Though Bhishma was aware that the Pandavas were extremely religious and that the world would be a better place with them as rulers, he was politically obliged to the Kauravas and thus felt morally compelled to fight against the exact people he preferred to fight for.
He wanted the Pandavas to win, but he knew no one could defeat him in combat. The Pandavas were well aware of this, so on the eve of the war’s ninth night — fighting would cease every nightfall and restart the following day — they approached Bhishma and asked him how they could possibly beat him. Taking advantage of the situation, Bhishma proclaimed that as a warrior, he would never, ever fight a lady.

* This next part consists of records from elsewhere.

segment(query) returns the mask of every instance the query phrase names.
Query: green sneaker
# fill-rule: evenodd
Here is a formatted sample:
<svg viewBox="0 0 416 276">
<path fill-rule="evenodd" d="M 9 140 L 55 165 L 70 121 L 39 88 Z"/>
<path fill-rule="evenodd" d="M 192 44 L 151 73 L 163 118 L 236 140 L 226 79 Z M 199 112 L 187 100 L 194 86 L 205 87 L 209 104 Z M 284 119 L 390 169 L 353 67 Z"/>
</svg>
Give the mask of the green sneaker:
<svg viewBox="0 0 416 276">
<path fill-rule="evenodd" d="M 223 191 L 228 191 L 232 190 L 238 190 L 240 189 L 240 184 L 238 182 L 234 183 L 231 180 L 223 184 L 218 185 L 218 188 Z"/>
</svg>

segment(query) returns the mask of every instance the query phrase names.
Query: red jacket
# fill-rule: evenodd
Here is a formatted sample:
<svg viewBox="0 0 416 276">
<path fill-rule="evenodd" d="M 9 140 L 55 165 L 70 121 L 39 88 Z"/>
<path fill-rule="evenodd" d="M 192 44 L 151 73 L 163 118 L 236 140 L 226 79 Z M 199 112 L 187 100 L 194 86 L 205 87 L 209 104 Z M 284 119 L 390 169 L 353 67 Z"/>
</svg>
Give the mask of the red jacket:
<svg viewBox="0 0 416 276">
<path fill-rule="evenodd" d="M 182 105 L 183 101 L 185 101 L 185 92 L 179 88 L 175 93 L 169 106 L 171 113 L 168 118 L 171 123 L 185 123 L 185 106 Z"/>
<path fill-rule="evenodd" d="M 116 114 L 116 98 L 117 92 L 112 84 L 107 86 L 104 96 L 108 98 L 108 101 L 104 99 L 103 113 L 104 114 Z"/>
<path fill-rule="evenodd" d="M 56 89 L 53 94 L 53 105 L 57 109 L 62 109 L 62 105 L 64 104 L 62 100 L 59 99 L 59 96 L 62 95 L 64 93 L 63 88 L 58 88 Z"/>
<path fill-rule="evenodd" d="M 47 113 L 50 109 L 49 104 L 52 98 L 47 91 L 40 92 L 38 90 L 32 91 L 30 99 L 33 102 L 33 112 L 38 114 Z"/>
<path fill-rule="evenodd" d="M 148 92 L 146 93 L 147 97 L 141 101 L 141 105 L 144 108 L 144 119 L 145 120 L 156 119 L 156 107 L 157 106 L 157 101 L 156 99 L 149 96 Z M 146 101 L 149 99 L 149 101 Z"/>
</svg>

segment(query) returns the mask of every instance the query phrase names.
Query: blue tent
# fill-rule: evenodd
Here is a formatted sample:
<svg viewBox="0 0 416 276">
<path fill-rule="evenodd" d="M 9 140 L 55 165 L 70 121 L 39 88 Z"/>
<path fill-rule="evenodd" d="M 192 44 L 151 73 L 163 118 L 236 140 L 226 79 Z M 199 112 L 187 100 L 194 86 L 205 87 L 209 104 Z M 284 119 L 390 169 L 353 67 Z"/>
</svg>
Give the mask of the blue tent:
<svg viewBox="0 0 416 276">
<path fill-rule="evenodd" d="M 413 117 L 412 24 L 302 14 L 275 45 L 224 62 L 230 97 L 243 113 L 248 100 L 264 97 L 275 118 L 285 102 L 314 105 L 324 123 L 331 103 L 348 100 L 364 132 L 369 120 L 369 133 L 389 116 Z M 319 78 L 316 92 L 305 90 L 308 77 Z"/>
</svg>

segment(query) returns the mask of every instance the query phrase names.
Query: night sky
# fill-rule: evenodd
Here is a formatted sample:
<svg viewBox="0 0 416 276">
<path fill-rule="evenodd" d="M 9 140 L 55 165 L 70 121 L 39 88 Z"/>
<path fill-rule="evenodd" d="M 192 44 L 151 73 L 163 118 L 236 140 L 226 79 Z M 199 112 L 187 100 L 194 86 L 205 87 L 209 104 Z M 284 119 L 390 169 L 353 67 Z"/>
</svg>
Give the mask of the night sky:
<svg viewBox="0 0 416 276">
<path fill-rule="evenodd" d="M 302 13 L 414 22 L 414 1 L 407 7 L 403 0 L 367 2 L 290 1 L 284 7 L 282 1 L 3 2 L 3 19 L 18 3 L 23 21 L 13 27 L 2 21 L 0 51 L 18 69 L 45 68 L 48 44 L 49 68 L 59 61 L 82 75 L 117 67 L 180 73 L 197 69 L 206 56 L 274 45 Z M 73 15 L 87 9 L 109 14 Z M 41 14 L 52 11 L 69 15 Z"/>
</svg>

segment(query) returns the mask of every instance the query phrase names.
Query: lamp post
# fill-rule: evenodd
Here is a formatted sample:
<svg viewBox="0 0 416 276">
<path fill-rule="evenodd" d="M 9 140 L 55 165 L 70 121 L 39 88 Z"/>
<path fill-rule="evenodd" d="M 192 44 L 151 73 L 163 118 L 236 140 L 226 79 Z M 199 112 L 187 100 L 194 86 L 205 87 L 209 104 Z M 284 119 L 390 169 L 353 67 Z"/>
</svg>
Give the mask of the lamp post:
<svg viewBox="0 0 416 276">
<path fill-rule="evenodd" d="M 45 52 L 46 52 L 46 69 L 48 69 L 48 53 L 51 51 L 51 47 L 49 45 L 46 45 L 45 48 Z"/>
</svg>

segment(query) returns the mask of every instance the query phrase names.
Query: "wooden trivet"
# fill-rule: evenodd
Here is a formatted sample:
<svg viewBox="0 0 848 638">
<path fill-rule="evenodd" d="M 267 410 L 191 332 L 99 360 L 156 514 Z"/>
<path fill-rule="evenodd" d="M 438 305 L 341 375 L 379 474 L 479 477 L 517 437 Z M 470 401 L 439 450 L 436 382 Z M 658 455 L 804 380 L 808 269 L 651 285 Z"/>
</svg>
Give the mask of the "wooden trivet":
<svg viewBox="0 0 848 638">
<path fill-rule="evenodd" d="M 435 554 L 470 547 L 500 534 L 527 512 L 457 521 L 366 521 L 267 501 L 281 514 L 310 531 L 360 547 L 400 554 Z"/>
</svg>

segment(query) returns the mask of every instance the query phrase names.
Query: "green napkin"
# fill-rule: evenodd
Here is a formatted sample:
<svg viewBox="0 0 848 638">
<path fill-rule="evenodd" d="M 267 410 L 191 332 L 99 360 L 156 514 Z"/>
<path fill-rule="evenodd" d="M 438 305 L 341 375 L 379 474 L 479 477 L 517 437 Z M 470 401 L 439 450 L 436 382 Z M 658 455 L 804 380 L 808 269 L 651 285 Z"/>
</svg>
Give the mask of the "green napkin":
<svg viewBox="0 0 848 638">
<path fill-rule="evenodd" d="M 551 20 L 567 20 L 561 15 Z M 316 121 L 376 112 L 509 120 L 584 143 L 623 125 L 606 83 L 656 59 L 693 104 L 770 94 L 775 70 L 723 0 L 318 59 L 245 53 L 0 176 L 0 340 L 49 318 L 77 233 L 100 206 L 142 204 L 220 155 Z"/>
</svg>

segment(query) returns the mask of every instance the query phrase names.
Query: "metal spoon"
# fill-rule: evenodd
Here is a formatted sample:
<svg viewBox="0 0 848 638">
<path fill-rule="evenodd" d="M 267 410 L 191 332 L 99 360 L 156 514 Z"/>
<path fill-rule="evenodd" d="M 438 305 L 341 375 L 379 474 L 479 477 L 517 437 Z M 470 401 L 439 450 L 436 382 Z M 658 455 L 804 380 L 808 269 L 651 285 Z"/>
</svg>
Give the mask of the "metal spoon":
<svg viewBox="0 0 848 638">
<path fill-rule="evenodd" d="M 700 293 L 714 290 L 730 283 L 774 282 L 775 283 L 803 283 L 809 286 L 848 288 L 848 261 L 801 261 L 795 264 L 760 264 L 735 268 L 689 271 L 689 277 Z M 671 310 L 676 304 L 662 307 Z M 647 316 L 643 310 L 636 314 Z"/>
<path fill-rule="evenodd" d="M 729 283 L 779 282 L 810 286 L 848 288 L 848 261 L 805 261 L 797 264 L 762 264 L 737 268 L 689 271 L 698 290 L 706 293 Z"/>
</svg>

Knowing Shikhandi’s previous existence as Amba, the Pandavas launched an attack on Bhishma the next day, with Shikhandi leading the charge, closely followed by Arjuna, the Pandavas’ most talented fighter. Bhishma became weak when he refused to confront Shikhandi in battle, allowing Arjuna to take him down with a volley of arrows.
The Pandavas won the war after defeating Bhishma, the commander of the Kuru army. And Shikhandi, whose gender was never an issue in society, became regarded as a notable individual who played a key role in defeating the Kauravas.
Many people nowadays, especially Hindus, discriminate against persons like Shikhandi. True Hinduism, on the other hand, implies fostering love and respect based on soul equality, regardless of a person’s gender, ethnicity, or sexual orientation.
As a result, Hinduism has a history that includes all types of individuals and the key parts they have played in India’s most beloved religious legends.